貴社の「移設検知装置」の搭載は、中国での工作機械の軍事流用がきっかけですか?
ご質問いただきありがとうございます。
いいえ、「移設検知装置」の搭載は、中国の軍事流用のニュースがきっかけではございません。
当社では、2006年より工作機械が無断で移設されないよう、「移設検知装置(RMS)」を搭載しています。
かねてより、輸出許可を取得した際の最終ユーザーから意図しない転売が行われた場合、その転売先を正確に把握することは極めて困難であると危惧していました。
そのため、工作機械が無断で移設されないよう、2006年より移設検知装置を搭載することを決定し、装置や管理運用を中心に改良を重ねるなど、当社独自の取り組みを継続しています。
移設検知装置により、顧客に納品した機械が無断で移動された場合、機能が自動停止されて使えなくなるため、不正な転売の抑止に寄与しています。

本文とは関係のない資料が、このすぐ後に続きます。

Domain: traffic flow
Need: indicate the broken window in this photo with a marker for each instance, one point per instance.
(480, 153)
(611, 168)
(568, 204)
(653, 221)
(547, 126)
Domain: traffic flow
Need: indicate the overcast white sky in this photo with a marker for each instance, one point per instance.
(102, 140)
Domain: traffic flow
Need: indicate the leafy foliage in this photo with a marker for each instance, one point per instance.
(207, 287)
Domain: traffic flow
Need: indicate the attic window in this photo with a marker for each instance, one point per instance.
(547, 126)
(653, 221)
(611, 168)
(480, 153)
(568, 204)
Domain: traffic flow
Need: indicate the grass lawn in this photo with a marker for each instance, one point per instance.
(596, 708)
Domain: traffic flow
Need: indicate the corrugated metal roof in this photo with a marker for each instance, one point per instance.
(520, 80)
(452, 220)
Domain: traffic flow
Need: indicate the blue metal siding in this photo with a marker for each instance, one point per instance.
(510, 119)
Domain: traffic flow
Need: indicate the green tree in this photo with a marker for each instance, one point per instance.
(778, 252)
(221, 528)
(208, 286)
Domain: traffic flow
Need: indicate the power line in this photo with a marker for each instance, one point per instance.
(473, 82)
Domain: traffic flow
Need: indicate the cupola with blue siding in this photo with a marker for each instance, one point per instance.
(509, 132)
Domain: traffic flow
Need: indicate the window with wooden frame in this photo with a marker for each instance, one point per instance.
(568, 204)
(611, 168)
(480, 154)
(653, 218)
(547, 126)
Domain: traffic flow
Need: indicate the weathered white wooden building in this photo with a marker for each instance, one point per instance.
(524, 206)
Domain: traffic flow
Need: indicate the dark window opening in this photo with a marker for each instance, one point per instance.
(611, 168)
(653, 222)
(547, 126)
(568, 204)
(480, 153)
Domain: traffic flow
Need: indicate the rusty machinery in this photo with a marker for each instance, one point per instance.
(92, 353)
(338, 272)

当社は2016年にドイツの旧Gildemeister社(現DMG MORI AG社)を子会社といたしましたが、2021年以降、ドイツで生産される機械に対しても同様の移設検知装置の搭載計画を立案し、順次実施してきました。
2023年4月からは欧州生産機全機への搭載を決定し、中国向けの機械にもこの移設検知装置を搭載しております。
移設検知装置の運用には、各地域においてシステムを構築し、人員を教育する他、利用者であるお客様への説明も必要であり、一朝一夕に実現できるものではありません。

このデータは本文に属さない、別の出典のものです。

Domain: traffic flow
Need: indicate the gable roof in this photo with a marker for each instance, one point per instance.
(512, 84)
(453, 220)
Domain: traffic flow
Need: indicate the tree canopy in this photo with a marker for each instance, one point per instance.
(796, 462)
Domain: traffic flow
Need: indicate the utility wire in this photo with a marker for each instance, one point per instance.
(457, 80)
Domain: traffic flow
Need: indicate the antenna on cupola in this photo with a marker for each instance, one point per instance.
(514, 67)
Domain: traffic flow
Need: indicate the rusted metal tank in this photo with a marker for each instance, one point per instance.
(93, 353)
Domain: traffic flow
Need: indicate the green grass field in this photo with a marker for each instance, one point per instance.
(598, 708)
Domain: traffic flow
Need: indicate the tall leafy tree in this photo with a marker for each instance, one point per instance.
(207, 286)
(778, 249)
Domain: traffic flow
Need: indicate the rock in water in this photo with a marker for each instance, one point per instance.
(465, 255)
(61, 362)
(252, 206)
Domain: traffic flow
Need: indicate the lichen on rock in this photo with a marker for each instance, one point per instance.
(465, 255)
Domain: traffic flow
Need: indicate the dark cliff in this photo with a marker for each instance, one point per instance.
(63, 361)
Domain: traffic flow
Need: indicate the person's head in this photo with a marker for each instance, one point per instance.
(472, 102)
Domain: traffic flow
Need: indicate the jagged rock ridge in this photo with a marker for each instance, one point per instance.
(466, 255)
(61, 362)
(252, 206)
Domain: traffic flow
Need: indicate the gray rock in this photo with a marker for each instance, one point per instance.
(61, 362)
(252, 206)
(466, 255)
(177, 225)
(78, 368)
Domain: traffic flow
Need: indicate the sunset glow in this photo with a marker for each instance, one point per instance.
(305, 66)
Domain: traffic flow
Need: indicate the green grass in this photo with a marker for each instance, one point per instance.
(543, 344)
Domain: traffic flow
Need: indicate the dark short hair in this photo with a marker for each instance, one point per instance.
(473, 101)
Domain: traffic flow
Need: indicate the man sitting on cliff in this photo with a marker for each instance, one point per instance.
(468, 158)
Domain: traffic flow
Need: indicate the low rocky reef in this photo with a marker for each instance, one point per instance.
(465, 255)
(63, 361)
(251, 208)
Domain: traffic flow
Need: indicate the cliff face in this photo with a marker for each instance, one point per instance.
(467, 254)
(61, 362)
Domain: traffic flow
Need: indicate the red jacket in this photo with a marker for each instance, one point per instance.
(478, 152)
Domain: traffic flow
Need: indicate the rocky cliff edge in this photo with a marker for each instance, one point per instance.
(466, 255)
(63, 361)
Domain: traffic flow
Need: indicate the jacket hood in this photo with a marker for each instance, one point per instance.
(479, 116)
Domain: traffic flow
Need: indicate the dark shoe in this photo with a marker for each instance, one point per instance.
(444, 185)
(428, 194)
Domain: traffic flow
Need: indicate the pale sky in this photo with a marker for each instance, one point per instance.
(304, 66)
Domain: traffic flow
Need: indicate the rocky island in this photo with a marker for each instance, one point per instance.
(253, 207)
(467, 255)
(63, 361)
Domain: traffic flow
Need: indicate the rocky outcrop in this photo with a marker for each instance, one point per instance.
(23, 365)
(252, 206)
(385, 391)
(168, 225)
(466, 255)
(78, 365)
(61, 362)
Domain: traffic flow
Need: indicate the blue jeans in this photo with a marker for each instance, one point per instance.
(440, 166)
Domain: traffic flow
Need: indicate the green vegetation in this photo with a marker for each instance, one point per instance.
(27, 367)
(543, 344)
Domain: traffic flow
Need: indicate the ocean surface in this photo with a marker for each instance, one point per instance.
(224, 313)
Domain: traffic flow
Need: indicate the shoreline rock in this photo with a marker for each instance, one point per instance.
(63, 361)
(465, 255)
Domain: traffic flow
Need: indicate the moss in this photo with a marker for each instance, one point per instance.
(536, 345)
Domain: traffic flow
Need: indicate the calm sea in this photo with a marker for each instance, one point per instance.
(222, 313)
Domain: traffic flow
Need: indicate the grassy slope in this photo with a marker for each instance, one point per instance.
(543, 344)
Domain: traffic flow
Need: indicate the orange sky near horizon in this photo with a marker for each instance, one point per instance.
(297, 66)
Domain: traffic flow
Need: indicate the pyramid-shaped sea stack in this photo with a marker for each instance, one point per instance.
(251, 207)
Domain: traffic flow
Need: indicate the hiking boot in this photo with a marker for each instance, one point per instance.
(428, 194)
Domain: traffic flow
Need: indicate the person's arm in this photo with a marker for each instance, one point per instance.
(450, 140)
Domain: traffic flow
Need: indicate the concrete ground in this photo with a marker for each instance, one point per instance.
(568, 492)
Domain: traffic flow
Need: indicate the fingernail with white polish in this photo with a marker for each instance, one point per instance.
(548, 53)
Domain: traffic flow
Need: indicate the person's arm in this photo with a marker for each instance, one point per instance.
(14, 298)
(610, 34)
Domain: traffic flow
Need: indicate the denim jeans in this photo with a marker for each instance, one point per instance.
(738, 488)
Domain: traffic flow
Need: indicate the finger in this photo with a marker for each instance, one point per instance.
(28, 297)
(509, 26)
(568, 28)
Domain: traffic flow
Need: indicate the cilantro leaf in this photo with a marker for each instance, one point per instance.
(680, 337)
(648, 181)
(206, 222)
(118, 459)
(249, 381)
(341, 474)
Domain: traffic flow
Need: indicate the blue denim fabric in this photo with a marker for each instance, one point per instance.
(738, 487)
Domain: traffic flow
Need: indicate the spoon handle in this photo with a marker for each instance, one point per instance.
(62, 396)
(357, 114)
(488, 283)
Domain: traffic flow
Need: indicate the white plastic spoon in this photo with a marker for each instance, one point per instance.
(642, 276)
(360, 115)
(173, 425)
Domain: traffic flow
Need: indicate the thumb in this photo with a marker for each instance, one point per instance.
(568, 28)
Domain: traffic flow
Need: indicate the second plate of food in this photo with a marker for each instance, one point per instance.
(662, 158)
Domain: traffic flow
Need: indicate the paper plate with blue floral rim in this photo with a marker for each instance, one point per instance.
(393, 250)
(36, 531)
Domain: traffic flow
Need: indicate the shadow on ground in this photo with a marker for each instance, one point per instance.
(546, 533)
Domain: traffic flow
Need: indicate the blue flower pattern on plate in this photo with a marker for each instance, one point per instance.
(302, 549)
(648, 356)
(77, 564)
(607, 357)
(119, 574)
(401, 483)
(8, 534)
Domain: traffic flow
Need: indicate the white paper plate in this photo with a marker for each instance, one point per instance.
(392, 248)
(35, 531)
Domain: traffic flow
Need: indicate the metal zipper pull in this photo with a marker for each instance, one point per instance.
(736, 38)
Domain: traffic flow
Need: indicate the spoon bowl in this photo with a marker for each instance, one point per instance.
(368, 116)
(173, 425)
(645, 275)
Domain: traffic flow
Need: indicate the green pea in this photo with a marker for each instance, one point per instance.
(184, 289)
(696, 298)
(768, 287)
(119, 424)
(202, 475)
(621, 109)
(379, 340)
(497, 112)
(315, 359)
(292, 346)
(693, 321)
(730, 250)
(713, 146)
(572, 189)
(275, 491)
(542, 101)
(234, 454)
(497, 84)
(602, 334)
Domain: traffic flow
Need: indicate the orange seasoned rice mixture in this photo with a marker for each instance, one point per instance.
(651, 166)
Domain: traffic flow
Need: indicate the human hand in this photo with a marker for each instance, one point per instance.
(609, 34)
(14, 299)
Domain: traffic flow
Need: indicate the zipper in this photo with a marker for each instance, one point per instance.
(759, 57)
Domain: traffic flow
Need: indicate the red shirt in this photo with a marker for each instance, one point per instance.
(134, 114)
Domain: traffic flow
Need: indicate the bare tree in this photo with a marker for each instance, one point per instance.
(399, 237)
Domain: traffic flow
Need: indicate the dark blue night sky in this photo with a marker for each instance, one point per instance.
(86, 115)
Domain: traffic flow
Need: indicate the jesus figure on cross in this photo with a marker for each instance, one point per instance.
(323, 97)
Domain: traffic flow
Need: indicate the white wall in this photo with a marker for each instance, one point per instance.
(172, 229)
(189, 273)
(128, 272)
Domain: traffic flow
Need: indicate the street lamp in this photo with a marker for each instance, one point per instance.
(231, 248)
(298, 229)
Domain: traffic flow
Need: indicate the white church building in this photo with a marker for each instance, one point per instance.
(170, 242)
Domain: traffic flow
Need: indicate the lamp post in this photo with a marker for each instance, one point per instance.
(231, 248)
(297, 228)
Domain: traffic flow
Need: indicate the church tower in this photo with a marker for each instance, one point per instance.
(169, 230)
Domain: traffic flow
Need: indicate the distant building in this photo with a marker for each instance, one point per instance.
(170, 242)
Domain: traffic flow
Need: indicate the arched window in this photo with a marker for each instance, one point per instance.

このように、移設検知装置の搭載拡大は、特定の出来事が直接のきっかけではなく、より広範な輸出管理の施策の一環として行われたものです。
なお、当社が把握する限りですが、2025年時点でドイツを含め欧州で工作機械を生産しているメーカーで全市場向けに移設検知装置を搭載しているのは当社グループのみです。
このような対策は欧州においては法令上の要求を超える内容であり、移設検知システムの構築には、上記のとおり装置だけでなく、多くの努力と多数の人員、手間を必要としますが、工作機械メーカーとしての社会的責任から、DMG MORI グループとして輸出管理のための必要かつ当然の責務と考えています。